Esse é o maior orgulho que tenho na vida. O meu maior ídolo gostava de mim pra caralho. Eu não sou modesto. Tenho noção do valor que tenho como criativo. Mas o Washington é um gênio consumado. Então, sinceramente, nunca me senti merecedor de tanta admiração e carinho que o Washington demonstrava por mim. Quem leu a sua biografia, sabe o quanto ele foi generoso comigo.

O Guime Davidson acha que o Washington via em mim alguma coisa dele mesmo. Eu já acho que o Washington me valorizava tanto porque sabia exatamente como eu o enxergava. Porque o Washington era um grande ídolo, mas também era um grande fã. Seus olhos brilhavam quando ele falava, por exemplo, do André Midani ou do Jorge Ben Jor. Ele sabia como era bom receber amor de um ídolo e, generoso como era, fazia isso por mim. Um dia eu perguntei pra ele:

–  Washington, quando cheguei à W, eu parecia um chimpanzé. Não que tenha melhorado tanto. Mas uma vez, por exemplo, você me levou pra almoçar com o Boni e eu fiquei tomando o vinho de vocês como se fosse chope. E você continuava me levando pra tudo quanto é canto. Por quê?

Resposta:

–  Não enche, Rynaldo.

Washington não julgava ninguém. E não falava mal de ninguém também. Por mais cretino que fosse o sujeito. Às vezes, a gente perguntava: “Por que você continua falando com esse camarada? Ele é um babaca dos infernos”. A resposta era sempre a mesma: “Deixa ele, deixa ele”.
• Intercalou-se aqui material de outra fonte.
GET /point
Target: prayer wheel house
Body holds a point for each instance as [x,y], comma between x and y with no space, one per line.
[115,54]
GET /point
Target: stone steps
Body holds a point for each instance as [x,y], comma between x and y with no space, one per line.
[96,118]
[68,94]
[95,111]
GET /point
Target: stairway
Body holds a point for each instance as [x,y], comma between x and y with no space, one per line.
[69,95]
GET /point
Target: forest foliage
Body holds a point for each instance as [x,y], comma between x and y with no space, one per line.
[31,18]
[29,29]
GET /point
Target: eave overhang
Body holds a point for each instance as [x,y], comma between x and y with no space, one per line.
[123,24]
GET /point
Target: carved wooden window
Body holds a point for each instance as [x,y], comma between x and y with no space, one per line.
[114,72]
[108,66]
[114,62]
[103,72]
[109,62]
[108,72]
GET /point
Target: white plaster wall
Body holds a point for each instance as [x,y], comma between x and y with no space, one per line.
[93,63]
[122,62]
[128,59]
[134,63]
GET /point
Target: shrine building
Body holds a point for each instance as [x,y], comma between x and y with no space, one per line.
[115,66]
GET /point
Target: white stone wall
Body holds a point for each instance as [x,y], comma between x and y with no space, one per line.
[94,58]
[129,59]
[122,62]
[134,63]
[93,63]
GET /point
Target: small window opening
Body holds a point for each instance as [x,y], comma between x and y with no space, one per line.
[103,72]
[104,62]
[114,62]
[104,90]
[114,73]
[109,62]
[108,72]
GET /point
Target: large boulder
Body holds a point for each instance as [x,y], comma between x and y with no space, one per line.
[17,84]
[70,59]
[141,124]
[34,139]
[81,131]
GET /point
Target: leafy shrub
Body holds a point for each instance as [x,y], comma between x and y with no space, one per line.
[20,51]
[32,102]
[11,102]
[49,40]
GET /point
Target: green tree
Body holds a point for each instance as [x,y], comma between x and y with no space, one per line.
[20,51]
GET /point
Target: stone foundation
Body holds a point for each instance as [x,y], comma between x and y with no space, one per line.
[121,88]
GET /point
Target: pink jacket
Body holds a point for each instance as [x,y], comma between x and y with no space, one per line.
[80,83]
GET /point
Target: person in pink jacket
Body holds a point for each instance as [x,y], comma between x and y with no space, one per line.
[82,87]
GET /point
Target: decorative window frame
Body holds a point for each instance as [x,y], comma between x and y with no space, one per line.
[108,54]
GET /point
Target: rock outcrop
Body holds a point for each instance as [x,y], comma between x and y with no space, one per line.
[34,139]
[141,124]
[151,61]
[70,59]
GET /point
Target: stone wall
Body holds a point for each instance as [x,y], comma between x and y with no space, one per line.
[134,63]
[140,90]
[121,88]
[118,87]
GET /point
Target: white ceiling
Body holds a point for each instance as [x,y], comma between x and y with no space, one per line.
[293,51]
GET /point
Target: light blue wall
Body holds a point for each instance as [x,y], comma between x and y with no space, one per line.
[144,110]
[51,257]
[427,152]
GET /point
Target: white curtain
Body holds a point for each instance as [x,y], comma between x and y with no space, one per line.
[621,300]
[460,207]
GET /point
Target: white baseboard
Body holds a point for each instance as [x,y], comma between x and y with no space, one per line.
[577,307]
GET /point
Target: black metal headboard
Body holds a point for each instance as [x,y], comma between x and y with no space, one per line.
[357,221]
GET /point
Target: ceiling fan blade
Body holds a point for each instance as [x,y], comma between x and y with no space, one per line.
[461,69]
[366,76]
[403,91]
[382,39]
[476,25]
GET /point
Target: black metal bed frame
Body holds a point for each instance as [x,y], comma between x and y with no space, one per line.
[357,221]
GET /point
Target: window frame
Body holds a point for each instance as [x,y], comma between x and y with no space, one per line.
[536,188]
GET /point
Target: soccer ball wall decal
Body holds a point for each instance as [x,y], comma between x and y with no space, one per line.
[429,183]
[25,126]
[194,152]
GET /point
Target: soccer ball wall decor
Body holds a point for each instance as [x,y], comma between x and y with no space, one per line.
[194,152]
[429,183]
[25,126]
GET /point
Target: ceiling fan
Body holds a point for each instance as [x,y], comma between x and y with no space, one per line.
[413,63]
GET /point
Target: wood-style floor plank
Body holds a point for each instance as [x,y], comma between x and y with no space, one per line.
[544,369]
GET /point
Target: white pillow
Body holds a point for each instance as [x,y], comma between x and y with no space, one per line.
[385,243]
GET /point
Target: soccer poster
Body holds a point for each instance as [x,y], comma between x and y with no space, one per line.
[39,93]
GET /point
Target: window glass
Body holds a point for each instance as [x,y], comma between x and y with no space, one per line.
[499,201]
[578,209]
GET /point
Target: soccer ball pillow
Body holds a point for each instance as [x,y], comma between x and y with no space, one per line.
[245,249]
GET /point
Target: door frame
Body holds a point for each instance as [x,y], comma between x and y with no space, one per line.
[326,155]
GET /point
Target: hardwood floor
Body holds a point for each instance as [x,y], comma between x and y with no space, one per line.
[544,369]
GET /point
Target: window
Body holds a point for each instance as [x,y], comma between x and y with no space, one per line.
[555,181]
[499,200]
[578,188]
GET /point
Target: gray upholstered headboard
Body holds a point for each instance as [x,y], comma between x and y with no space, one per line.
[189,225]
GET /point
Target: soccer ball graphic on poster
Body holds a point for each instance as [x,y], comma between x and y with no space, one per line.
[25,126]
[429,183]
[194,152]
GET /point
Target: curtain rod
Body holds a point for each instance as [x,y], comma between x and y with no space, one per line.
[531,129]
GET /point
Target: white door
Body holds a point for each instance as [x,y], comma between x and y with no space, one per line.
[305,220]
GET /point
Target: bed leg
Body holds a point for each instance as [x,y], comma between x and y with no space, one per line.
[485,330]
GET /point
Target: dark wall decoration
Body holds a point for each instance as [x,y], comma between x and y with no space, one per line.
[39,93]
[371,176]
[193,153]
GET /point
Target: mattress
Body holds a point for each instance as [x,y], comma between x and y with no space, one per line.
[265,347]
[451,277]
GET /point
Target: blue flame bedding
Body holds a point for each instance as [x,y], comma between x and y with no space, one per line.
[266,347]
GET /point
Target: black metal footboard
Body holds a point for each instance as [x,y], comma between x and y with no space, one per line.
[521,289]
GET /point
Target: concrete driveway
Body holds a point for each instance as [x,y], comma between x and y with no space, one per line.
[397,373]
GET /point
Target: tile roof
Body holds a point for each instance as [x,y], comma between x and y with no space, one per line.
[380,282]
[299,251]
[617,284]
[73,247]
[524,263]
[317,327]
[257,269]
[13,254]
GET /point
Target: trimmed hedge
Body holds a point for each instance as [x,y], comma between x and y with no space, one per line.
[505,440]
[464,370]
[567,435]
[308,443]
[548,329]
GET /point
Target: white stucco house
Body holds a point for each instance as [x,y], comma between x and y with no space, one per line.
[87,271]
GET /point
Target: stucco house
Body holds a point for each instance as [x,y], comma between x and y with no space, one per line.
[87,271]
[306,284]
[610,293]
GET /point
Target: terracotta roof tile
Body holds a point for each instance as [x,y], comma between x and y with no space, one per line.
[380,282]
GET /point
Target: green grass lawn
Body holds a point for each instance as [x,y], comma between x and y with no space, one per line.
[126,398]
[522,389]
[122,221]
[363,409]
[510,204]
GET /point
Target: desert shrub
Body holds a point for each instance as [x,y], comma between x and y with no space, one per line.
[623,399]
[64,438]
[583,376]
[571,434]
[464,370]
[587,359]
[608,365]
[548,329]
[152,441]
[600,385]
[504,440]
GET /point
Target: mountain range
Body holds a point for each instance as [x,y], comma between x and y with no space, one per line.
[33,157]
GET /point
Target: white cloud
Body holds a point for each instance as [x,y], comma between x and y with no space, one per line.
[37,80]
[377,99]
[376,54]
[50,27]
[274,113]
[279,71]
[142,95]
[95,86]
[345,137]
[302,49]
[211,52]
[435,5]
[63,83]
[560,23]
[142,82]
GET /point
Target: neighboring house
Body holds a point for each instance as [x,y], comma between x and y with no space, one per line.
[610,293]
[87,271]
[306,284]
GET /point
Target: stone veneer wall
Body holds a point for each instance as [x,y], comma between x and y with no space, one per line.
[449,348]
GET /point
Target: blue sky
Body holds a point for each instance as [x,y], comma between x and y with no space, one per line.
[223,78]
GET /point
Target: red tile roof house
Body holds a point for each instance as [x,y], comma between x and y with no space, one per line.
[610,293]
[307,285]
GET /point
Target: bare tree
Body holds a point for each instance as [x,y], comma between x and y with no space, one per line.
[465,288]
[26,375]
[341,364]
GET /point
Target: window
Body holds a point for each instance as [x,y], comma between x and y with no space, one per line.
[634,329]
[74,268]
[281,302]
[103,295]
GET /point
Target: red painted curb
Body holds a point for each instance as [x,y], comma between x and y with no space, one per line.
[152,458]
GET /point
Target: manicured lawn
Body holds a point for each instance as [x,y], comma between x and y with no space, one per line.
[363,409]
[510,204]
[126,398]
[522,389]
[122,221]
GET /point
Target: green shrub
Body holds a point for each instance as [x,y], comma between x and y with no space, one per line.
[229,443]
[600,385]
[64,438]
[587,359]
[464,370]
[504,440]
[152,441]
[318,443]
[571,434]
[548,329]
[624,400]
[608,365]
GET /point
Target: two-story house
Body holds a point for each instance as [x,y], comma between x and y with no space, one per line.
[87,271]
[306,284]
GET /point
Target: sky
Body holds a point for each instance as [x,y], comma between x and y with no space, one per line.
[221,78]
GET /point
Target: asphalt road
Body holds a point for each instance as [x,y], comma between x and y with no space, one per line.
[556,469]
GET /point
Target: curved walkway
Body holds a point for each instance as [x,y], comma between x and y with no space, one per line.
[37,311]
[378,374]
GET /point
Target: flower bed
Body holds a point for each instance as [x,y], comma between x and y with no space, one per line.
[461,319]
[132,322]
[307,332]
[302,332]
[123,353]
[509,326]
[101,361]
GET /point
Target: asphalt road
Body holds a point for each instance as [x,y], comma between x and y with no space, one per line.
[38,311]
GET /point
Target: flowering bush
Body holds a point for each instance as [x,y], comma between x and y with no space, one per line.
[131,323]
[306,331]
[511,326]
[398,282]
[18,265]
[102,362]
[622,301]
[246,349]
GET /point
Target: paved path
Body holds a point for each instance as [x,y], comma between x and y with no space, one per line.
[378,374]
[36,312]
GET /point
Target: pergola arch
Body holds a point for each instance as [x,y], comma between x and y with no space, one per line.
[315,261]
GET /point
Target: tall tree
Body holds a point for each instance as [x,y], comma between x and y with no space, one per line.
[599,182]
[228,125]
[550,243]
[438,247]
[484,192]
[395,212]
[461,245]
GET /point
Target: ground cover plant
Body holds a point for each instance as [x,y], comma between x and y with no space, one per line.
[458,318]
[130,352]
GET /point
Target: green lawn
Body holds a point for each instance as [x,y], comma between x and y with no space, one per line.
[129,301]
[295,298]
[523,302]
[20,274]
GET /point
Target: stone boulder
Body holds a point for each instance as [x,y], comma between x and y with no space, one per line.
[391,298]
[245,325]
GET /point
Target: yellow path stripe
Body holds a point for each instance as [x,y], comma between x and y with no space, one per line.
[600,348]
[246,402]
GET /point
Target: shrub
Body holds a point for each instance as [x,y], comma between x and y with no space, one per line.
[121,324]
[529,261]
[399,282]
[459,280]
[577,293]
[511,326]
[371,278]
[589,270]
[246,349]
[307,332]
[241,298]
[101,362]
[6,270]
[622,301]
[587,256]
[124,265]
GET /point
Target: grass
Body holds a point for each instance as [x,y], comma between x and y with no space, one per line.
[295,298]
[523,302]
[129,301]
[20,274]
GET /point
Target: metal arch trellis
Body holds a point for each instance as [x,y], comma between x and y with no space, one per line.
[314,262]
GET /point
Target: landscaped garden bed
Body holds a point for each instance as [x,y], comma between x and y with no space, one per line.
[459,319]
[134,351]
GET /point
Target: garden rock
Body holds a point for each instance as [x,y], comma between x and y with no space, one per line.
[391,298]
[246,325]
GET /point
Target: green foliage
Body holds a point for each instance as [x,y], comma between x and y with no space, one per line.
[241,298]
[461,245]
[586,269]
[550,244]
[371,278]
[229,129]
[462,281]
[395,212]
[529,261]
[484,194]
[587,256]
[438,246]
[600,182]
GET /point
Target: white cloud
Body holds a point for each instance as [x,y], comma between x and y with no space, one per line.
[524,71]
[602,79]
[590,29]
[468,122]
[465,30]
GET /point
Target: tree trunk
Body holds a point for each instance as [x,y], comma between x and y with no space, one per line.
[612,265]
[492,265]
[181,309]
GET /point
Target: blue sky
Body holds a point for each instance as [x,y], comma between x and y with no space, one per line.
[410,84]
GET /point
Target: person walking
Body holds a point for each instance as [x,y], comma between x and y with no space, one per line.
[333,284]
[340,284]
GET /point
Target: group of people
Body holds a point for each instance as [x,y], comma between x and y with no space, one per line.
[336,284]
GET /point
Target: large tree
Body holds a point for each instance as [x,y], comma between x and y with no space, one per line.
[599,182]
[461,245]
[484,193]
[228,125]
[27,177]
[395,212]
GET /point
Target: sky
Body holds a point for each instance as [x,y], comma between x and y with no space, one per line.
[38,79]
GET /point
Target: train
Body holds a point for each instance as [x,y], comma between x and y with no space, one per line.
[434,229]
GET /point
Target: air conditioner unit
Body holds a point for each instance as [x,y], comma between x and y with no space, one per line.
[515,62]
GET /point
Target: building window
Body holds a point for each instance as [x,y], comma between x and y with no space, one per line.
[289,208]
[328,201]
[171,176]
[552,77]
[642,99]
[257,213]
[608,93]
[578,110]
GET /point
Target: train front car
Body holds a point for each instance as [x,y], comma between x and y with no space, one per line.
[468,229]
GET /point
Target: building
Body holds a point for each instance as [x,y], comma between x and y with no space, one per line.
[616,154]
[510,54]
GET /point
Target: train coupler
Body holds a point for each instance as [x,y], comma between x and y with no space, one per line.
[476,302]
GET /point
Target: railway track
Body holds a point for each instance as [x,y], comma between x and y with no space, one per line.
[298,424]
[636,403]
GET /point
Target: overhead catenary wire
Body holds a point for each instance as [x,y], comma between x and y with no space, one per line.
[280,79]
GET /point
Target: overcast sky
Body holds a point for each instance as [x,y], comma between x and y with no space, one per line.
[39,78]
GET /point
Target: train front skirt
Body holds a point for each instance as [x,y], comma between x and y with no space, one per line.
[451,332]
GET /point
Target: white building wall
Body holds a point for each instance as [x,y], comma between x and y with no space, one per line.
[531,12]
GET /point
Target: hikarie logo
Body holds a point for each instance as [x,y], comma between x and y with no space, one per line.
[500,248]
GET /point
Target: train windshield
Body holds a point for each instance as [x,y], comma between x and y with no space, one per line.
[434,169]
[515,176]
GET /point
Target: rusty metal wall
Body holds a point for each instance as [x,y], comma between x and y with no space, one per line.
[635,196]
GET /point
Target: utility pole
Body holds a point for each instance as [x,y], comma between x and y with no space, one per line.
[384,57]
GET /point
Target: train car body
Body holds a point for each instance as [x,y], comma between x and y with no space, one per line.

Quando recebi a terceira proposta para ir para a Almap, desta vez vinda do Dulcídio Caldeira – hoje, um dos meus melhores amigos – eu achei que precisava ir. A conversa com o Washington foi muito rápida. Ele priorizava os profissionais e o mercado em relação ao seu próprio negócio:

Rynaldo, eles podem dar a você hoje mais trabalhos do que eu. Vá. Vai ser bom pra sua carreira. Quando eu tiver mais trabalhos, eu te chamo de volta.

Ele chamou. Mas eu não fui. Estava num momento muito bom na Almap. Depois, chamou de novo. Na segunda vez, eu aceitei, mas não consegui chegar num acordo com a McCann. Não trabalhamos mais juntos, mas jamais deixamos de estar juntos. Nunca fiz um movimento na minha carreira sem me reunir antes com ele e com o Rui Branquinho. Aliás, a única vez que mudei de agência sem ouvi-los antes, quebrei a cara e fui embora depois de sete meses.

Quando conheci a mãe do Washington, eu fiz a pergunta idiota que ela devia ter ouvido milhões de vezes e ela me deu a resposta inteligente que já devia ter dado milhões de vezes:

– Eu tenho muito orgulho pelo filho que ele é e pela pessoa que ele é. Mas não por causa do seu sucesso profissional.

Provavelmente, ela sabia que uma coisa estava diretamente ligada à outra. Washington foi um criativo brilhante porque era uma pessoa maravilhosa. Nesse exercício diário de esquizofrenia do nosso ofício, que exige que cada hora a gente se coloque no lugar de alguém, uma pessoa que é empática por natureza leva uma grande vantagem. Você pode dizer: “mas tem alguns cretinos que conseguiram grande sucesso profissional em nossa atividade”. É verdade. Mas nenhum deles chegou tão longe quanto o Washington Olivetto.

Washington foi o maior publicitário de todos os tempos. Não sou eu que estou dizendo. É o Ed McCabe. E qualquer um pode atestar isso estudando um pouco do trabalho da Letra.

Na segunda-feira, 14, eu, Guime, Rui Branquinho, Fabio Meneghini, Gustavo Duarte e meu outro mestre, Ercílio Tranjan, fomos nos despedir do Washington, onde encontramos outros grandes amigos.  Foi uma cerimônia muito bonita. E a família Olivetto nos deu uma aula de fidalguia, elegância e amor. Graças a eles, todos nós saímos de lá infinitamente melhor do que prevíamos. E na manhã seguinte acordamos com a seguinte mensagem da Dani Romano, mais do que nunca, nossa comandante:

– Eu quero dizer para vocês ficarem bem. A gente já está morrendo de saudades, mas vamos segurar essa e continuar fazendo bonito para ele continuar se orgulhando de nós.

Fazer bonito para o Washington se orgulhar de mim. É o que tenho tentado fazer a vida inteira. Obrigado por tudo, meu genial amigo.